Use `RabbitMQClient` when you want RabbitMQ-backed routing and queueing.

```python
from mindtrace.jobs import Orchestrator, RabbitMQClient


backend = RabbitMQClient(
    host="localhost",
    port=5672,
    username="user",
    password="password",
)
orchestrator = Orchestrator(backend)
```

RabbitMQ is a better fit when you want broker-oriented messaging behavior, exchanges, and mature queue features such as max-priority support.

## Switching Backends

One of the main design goals of the jobs package is that your job schema and consumer logic should not need major changes when switching backends.

```python
# Development
backend = LocalClient()

# Shared test environment
backend = RedisClient(host="localhost", port=6379, db=0)

# Production / broker-oriented setup
backend = RabbitMQClient(host="localhost", port=5672, username="user", password="password")

orchestrator = Orchestrator(backend)
consumer = ReportConsumer()
consumer.connect_to_orchestrator(orchestrator, "build_report")
```

The core publishing and consuming flow stays largely the same.

## Queue Types and Priority

The local and Redis backends expose queue-type selection when declaring a queue.

### FIFO queue

```python
orchestrator.register(schema, queue_type="fifo")
```

### Stack / LIFO queue

```python
backend.declare_queue("stack_tasks", queue_type="stack")
```

### Priority queue

```python
backend.declare_queue("priority_tasks", queue_type="priority")
orchestrator.publish("priority_tasks", priority_job, priority=100)
orchestrator.publish("priority_tasks", background_job, priority=10)
```

### RabbitMQ priority queues

RabbitMQ does not use the same `queue_type` argument.
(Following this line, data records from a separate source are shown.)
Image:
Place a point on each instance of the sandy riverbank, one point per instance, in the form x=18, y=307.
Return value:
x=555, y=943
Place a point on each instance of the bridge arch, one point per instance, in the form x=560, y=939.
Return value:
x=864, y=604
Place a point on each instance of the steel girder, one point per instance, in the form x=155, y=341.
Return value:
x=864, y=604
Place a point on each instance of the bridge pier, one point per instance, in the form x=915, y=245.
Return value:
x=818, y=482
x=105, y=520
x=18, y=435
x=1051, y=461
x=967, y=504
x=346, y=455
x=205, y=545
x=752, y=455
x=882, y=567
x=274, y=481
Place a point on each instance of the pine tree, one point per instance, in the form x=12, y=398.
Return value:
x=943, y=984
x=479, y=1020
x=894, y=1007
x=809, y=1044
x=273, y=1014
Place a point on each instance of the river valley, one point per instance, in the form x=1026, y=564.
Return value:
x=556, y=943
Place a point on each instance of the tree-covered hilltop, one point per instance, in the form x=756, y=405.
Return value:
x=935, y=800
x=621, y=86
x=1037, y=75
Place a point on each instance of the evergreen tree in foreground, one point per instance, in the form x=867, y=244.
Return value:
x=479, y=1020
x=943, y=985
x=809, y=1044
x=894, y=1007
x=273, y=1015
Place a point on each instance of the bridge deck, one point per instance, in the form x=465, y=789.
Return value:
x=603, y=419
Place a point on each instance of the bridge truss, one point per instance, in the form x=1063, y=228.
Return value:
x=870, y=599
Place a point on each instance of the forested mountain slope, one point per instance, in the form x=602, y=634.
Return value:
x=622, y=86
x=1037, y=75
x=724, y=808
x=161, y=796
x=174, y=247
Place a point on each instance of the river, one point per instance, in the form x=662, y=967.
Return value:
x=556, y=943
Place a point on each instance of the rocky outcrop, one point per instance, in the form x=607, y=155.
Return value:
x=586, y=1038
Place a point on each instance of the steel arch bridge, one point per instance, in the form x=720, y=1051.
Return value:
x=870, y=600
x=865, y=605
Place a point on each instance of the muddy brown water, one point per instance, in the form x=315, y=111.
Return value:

Instead, you declare a queue with `max_priority`.

```python
backend = RabbitMQClient(host="localhost", port=5672, username="user", password="password")
backend.declare_queue("rabbitmq_priority", max_priority=255)
```

Then publish with a priority value:

```python
orchestrator = Orchestrator(backend)
orchestrator.publish("rabbitmq_priority", job, priority=255)
```

## Redis Setup

For Redis-backed jobs, start a Redis server first.

```bash
$ redis-server
```

Or with Docker:

```bash
$ docker run -d --name redis -p 6379:6379 redis:latest
$ redis-cli ping
```

## RabbitMQ Setup

For RabbitMQ-backed jobs, start a RabbitMQ server first.

```bash
$ docker run -d --name rabbitmq \
    -p 5672:5672 \
    -p 15672:15672 \
    -e RABBITMQ_DEFAULT_USER=user \
    -e RABBITMQ_DEFAULT_PASS=password \
    rabbitmq:3-management
```

## Examples

Related examples in the repo:

- [Simple orchestrator example](../../samples/jobs/orchestrator_simple.py)
- [Jobs demo sample](../../samples/jobs/sample_jobs_demo.py)

## Testing

If you are working in the full Mindtrace repo, run tests for this module specifically:

```bash
$ git clone https://github.com/Mindtrace/mindtrace.git && cd mindtrace
$ uv sync --dev --all-extras
$ ds test: jobs
$ ds test: --unit jobs
```

## Practical Notes and Caveats

- `JobSchema` is currently an alias of `TaskSchema`, so older naming in the jobs package may reflect that transition.
- Consumers operate on `job_dict` payloads, so your `run()` implementation should be defensive about the shape it expects.
- Local, Redis, and RabbitMQ backends expose similar high-level workflows, but their queue semantics and operational requirements differ.
- Redis and RabbitMQ require external services; the local backend is the simplest place to start.
- Priority queue support exists across backends, but the declaration model differs for RabbitMQ vs. local/Redis backends.